La sentencia del Tribunal Supremo de 23 de diciembre de 2015 declara que: “quien tiene el interés principal en la documentación e inscripción de la escritura de préstamo con garantía hipotecaria es, sin duda, el prestamista, pues así obtiene un título ejecutivo (artículo 517 LEC ), constituye la garantía real ( arts. 1875 CC y 2.2 LH ) y adquiere la posibilidad de ejecución especial ( art. 685 LEC ). En consecuencia, la cláusula discutida no solo no permite una mínima reciprocidad en la distribución de los gastos producidos como consecuencia de la intervención notarial y registral, sino que hace recaer su totalidad sobre el hipotecante, a pesar de que la aplicación de la normativa reglamentaria permitiría una distribución equitativa, pues si bien el beneficiado por el préstamo es el cliente y dicho negocio puede conceptuarse como el principal frente a la constitución de la hipoteca, no puede perderse de vista que la garantía se adopta en beneficio del prestamista. Lo que conlleva que se trate de una estipulación que ocasiona al cliente consumidor un desequilibrio relevante, que no hubiera aceptado razonablemente en el marco de una negociación individualizada; y que, además, aparece expresamente recogida en el catálogo de cláusulas que la ley tipifica como abusivas”.
 
Para poder reclamar es necesario que en el contrato de préstamo hipotecario se incluya esta cláusula expresamente.

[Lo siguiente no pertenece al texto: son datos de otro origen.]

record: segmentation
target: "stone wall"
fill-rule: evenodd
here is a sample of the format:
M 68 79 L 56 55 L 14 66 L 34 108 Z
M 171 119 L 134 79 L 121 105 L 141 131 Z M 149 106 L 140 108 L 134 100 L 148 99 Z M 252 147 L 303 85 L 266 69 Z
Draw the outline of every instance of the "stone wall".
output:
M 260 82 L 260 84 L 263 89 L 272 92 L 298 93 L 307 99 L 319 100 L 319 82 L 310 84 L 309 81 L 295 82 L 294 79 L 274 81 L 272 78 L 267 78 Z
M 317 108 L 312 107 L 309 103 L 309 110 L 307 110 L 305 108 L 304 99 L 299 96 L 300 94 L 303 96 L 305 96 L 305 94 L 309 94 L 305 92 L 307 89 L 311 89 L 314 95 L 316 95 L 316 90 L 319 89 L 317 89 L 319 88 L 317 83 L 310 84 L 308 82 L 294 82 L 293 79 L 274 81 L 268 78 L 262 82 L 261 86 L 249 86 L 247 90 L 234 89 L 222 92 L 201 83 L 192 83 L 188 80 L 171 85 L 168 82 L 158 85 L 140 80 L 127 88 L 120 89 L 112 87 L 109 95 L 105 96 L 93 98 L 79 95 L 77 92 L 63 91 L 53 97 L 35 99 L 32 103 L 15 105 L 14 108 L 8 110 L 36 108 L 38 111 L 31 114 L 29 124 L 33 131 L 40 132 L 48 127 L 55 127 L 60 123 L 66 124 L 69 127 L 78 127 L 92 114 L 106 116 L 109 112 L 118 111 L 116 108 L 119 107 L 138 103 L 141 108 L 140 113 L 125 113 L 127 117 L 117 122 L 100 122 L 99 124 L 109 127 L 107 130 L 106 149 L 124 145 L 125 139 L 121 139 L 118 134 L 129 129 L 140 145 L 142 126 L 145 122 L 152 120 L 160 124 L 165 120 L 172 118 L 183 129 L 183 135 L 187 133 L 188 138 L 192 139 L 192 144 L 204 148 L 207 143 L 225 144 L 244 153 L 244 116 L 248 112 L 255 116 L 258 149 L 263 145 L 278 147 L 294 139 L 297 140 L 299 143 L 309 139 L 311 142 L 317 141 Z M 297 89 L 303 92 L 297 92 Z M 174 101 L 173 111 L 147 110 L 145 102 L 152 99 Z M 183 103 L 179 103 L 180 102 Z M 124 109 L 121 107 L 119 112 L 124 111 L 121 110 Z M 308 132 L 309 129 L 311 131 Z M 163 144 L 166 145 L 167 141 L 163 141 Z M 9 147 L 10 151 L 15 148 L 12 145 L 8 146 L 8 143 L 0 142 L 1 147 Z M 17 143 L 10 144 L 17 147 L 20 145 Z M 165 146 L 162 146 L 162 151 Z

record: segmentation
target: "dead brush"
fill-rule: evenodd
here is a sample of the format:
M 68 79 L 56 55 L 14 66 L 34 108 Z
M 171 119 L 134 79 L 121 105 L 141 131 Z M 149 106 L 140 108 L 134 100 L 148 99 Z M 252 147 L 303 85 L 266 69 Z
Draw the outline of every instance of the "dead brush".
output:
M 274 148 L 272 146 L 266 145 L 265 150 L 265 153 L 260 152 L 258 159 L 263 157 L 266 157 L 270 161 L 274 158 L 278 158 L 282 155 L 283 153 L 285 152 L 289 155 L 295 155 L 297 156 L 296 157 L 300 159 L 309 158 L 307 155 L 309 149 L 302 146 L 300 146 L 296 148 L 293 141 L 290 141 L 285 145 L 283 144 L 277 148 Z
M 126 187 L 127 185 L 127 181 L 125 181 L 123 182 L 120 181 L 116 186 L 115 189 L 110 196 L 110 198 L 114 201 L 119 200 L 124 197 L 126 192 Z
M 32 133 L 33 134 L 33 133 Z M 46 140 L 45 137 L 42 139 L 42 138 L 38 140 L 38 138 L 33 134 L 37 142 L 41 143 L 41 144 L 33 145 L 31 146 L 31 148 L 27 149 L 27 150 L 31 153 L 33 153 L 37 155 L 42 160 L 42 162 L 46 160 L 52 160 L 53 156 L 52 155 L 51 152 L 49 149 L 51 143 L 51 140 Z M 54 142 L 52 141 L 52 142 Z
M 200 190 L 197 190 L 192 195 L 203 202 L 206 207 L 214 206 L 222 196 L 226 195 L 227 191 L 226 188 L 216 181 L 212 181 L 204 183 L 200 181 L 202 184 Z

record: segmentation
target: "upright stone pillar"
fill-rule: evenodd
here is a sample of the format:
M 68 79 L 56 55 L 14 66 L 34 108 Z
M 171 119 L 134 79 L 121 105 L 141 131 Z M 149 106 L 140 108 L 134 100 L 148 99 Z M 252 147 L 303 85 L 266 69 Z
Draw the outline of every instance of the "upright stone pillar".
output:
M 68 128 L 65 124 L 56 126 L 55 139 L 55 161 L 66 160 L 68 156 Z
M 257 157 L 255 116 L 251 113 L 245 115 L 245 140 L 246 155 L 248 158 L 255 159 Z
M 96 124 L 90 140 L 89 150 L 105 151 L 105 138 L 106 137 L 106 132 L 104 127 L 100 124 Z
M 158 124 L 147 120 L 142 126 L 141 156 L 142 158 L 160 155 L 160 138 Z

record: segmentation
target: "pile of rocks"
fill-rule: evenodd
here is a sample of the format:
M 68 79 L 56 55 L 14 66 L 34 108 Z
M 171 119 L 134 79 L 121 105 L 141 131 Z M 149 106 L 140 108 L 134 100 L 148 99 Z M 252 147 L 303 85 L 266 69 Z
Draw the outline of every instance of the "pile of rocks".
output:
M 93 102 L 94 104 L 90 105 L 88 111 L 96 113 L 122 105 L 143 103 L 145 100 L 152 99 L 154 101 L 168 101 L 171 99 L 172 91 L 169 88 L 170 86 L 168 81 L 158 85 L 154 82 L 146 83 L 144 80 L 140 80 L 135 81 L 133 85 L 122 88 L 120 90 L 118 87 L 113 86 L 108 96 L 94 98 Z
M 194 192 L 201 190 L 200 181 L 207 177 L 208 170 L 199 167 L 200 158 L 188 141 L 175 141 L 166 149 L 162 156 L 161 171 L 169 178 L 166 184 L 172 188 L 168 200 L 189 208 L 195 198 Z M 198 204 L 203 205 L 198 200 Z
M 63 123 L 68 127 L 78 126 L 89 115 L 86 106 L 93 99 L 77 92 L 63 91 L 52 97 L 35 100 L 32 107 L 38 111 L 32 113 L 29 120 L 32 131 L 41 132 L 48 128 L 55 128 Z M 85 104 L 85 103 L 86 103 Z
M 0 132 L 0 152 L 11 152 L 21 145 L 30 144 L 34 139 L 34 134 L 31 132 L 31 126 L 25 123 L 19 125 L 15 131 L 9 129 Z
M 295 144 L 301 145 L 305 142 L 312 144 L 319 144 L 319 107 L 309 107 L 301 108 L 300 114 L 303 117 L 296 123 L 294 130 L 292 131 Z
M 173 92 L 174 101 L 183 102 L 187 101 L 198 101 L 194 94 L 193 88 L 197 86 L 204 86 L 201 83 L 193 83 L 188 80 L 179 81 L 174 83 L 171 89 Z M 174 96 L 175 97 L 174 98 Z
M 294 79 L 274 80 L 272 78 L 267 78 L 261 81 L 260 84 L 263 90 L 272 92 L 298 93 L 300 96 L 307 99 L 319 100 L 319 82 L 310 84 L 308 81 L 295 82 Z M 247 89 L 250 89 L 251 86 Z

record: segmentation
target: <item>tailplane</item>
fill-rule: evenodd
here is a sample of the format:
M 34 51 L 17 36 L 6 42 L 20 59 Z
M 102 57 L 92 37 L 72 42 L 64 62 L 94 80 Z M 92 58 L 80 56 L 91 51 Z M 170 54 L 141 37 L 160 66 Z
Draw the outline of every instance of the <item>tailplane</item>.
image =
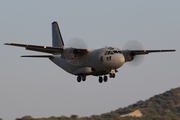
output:
M 57 22 L 52 23 L 52 46 L 64 47 L 64 42 Z

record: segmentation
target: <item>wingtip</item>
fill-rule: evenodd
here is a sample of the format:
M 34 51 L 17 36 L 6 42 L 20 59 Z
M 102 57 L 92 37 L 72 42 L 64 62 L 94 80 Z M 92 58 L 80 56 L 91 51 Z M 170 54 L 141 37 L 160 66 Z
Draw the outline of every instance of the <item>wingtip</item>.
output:
M 52 24 L 57 23 L 56 21 L 52 22 Z

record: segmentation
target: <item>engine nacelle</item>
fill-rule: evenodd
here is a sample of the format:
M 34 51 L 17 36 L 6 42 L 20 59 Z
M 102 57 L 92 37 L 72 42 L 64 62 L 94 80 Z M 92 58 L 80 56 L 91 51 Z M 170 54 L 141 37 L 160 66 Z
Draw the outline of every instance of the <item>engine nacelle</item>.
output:
M 133 55 L 132 51 L 124 50 L 122 52 L 123 52 L 123 55 L 124 55 L 124 58 L 125 58 L 126 62 L 134 60 L 134 55 Z
M 75 53 L 74 48 L 65 48 L 65 50 L 61 54 L 62 59 L 72 60 L 72 59 L 75 59 L 76 57 L 77 55 Z

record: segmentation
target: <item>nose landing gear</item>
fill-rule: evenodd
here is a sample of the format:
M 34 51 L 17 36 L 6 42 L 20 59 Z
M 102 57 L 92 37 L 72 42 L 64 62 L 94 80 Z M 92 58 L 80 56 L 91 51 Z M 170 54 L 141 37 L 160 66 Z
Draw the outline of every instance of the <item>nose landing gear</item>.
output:
M 78 81 L 78 82 L 81 82 L 81 80 L 82 80 L 82 81 L 86 81 L 86 75 L 78 75 L 77 81 Z
M 116 72 L 116 70 L 112 69 L 111 72 L 109 73 L 109 77 L 115 78 L 115 72 Z

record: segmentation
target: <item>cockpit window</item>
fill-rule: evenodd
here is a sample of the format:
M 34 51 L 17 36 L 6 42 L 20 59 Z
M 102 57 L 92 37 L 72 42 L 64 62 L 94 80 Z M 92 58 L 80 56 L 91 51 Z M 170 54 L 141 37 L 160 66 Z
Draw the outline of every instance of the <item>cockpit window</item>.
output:
M 106 51 L 104 55 L 112 55 L 112 54 L 122 54 L 121 51 Z

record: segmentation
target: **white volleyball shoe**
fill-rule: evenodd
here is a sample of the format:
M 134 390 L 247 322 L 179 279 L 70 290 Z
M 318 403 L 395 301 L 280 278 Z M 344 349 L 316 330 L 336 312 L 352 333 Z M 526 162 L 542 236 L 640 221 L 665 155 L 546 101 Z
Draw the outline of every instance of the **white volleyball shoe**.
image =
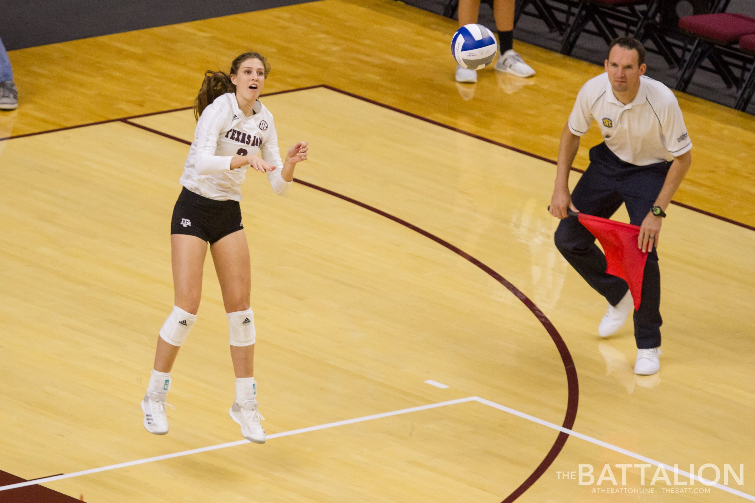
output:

El plazo para solicitar la devoluciónes de 4 años a contar desde esa sentencia del Tribunal Supremo para las hipotecas vivas, es decir, hasta el 24 de diciembre de 2019, mientras que para quienes hayan acabado de pagar su hipoteca, podrán reclamar también si no han transcurrido 4 años desde que finalizaron su pago.
 
Los pasos a seguir para solicitar la devolución de los gastos asociados a la constitución de la hipoteca serían los siguientes:
 
1. Reclamar ante el servicio de atención al cliente de la entidad bancaria o al defensor del cliente.
 
2. En caso de que la respuesta a la reclamación anterior sea negativa, presentar una demanda judicial en la que se solicite la nulidad de la cláusula y la devolución de los gastos.